August 5-10, 2008
Alternate ROOTS
by Julia Taylor
"We have come too far / We won't turn around / We'll flood the streets with justice / We are freedom bound!" we sang in a round as we walked through the ROOTS meeting room, hand in hand, strengthening our community of artists and activists. As the elder members passed on this historic song to younger members, I felt a surge of inspiration and dedication move through me.
This unique group of individual artists and arts/social justice organizations had gathered in Arden, North Carolina for the Annual Meeting of Alternate ROOTS, a regional arts organization that serves social justice artists in the southern United States.
For five days we created art, engaged in dialogue about pressing social issues such as hyper-capitalism, war, environmentalism, and the prison industrial complex. We met in groups to create strategic planning for the next five years and we prepared and ate our meals as a community.
Members of the Thousand Kites team joined the Annual Meeting this year to both share our resources with the ROOTS community, and learn from it. Together with Caron Atlas of The Center for Civic Participation's Arts & Democracy Project and Judilee Reed of Leveraging Investments in Creativity (LINC) , Nick Szuberla of Thousand Kites led a panel entitled "Art Innovation: Using Emerging Technologies and Web 2.0 Community Tools." In the talk they explored how artists are utilizing innovative technologies to explore new forms of production, communication, outreach, community building and entrepreneurship in the context of community-based arts.

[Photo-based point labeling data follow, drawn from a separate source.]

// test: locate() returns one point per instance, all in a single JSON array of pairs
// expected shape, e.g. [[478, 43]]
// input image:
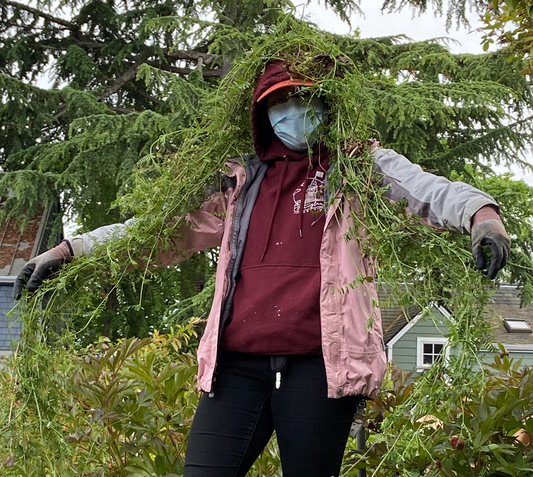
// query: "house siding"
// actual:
[[404, 351], [527, 358]]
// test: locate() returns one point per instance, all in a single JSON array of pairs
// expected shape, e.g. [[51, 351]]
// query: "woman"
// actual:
[[283, 350]]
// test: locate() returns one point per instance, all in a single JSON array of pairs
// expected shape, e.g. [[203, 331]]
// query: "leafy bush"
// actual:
[[110, 410], [478, 437]]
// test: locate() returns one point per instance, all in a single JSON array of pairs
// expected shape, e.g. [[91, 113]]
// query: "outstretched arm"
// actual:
[[454, 206]]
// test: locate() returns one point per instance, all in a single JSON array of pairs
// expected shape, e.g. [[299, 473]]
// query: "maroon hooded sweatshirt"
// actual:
[[276, 308]]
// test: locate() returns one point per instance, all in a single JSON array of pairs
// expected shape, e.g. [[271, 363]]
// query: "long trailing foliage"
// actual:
[[171, 181]]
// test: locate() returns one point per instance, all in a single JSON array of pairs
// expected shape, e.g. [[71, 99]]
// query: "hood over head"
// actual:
[[267, 145]]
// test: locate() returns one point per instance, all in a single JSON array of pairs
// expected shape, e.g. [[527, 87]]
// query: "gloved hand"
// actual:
[[487, 229], [42, 267]]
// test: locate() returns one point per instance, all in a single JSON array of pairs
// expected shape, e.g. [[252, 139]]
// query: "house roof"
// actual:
[[393, 316], [18, 246], [505, 304]]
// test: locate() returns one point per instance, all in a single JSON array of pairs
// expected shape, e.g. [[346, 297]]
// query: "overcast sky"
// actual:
[[417, 27], [376, 23]]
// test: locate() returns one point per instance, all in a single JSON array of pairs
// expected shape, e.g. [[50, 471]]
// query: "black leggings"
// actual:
[[233, 424]]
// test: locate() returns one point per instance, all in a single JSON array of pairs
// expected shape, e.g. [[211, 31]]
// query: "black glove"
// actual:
[[42, 267], [490, 232]]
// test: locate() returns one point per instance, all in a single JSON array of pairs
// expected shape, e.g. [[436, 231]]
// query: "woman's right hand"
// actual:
[[42, 267]]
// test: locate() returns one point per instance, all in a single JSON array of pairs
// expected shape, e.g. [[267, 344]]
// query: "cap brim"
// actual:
[[285, 84]]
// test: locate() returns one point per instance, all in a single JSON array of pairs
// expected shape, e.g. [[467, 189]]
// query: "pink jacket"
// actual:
[[352, 337]]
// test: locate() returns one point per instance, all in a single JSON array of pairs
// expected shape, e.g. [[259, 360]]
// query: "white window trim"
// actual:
[[420, 341]]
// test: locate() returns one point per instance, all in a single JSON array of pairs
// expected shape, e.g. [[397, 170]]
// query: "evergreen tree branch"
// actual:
[[38, 13], [183, 71], [126, 77]]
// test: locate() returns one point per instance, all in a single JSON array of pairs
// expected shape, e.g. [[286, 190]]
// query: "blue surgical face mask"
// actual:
[[295, 121]]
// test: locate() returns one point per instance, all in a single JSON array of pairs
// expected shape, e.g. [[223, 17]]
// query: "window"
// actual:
[[429, 351], [517, 326]]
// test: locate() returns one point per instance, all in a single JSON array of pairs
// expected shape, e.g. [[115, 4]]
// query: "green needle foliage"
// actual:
[[172, 179]]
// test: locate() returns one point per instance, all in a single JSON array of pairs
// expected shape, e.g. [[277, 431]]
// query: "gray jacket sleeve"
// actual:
[[83, 244], [435, 199]]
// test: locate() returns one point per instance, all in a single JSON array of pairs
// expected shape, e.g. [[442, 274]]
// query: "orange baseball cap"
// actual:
[[285, 84]]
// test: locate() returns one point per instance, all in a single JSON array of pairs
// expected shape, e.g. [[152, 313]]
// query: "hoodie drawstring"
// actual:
[[278, 193], [302, 205]]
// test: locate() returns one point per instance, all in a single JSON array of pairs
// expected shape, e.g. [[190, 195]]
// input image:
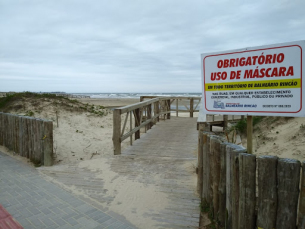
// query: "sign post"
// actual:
[[260, 81]]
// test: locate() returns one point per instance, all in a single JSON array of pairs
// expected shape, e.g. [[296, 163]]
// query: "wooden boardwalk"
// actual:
[[170, 151], [165, 157]]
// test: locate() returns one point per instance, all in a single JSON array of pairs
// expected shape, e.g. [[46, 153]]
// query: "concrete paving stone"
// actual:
[[47, 221], [45, 205], [59, 221], [33, 210], [103, 219], [72, 221], [115, 225], [108, 222]]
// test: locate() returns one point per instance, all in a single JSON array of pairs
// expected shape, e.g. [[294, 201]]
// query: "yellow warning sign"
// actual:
[[254, 85]]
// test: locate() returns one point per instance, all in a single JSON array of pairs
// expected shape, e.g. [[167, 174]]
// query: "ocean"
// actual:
[[133, 95]]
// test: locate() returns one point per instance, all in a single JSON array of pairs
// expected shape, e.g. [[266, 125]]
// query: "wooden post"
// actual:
[[149, 116], [1, 128], [267, 191], [137, 115], [205, 175], [168, 105], [200, 163], [288, 179], [225, 122], [47, 143], [215, 171], [156, 110], [249, 134], [301, 217], [116, 132], [222, 186], [177, 107], [247, 188], [209, 172], [191, 107], [232, 152], [57, 118], [130, 114], [235, 189]]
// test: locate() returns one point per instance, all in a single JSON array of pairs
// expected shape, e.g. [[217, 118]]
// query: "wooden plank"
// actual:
[[301, 216], [247, 186], [249, 134], [116, 132], [137, 105], [288, 179], [267, 191], [47, 143]]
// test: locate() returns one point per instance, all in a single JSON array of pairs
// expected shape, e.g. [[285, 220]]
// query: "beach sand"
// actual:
[[84, 140]]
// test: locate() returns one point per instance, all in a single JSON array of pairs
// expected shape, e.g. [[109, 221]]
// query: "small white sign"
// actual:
[[265, 80]]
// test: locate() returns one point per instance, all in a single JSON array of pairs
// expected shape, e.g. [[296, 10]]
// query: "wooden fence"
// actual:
[[28, 137], [144, 114], [189, 103], [244, 191]]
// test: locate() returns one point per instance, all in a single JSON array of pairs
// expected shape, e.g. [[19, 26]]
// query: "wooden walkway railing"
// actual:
[[28, 137], [145, 114]]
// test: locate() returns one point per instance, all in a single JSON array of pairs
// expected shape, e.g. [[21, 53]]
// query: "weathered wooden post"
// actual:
[[137, 115], [225, 122], [177, 107], [200, 163], [205, 167], [208, 166], [249, 134], [234, 186], [156, 110], [117, 131], [222, 186], [168, 105], [191, 107], [288, 179], [247, 186], [149, 116], [267, 191], [301, 217], [215, 171], [47, 142], [1, 128], [130, 115]]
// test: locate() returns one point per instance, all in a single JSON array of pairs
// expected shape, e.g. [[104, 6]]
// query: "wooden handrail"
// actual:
[[154, 108]]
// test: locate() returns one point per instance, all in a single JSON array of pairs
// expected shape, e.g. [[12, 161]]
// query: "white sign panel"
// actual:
[[264, 80]]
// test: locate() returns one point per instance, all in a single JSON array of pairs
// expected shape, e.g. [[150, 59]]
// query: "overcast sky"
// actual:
[[131, 46]]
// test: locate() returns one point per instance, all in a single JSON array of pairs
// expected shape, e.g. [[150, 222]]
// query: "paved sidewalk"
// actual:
[[37, 203]]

In addition to this panel, Thousand Kites's Outreach Coordinator Dale Mackey and Professor Scott Walters of the University of North Carolina Asheville presented "Thousand Kites: Community Performance and Dialogue" in a studio at the meeting. We heard from Prof. Walters regarding his experience using the Thousand Kites play in the theatre department at UNCA last fall. He described how his students researched the Prison Industrial Complex, read books such as The Gates of Injustice by Alan Elsner, and even went inside a nearby prison to tour the facility and meet with men who are incarcerated there in order to talk with them about their ordeals.
The atmosphere intensified when Dale presented the opportunity for us to read through a new piece of work, "Voices from Otter Creek: Incarcerated Women Share Their Stories," which showcased works written by the women in a creative writing workshop she conducts at Otter Creek Correctional Facility in Wheelwright, KY. After Dale passed out scripts and assigned roles, we read and heard the stories of the women inside: stories of love, home, childhood, race, forgiveness, and equality.
The Conciliation Project staged their play, "PIC: The Prison Industrial Complex," which explored the complexities of the Prison Industrial Complex in our society today, particularly its ties to institutional racism. They also got the dialogue about the P.I.C. going at ROOTS.
ROOTS was an invigorating and challenging experience, and we look forward to incorporating what we have learned in the next steps of Thousand Kites.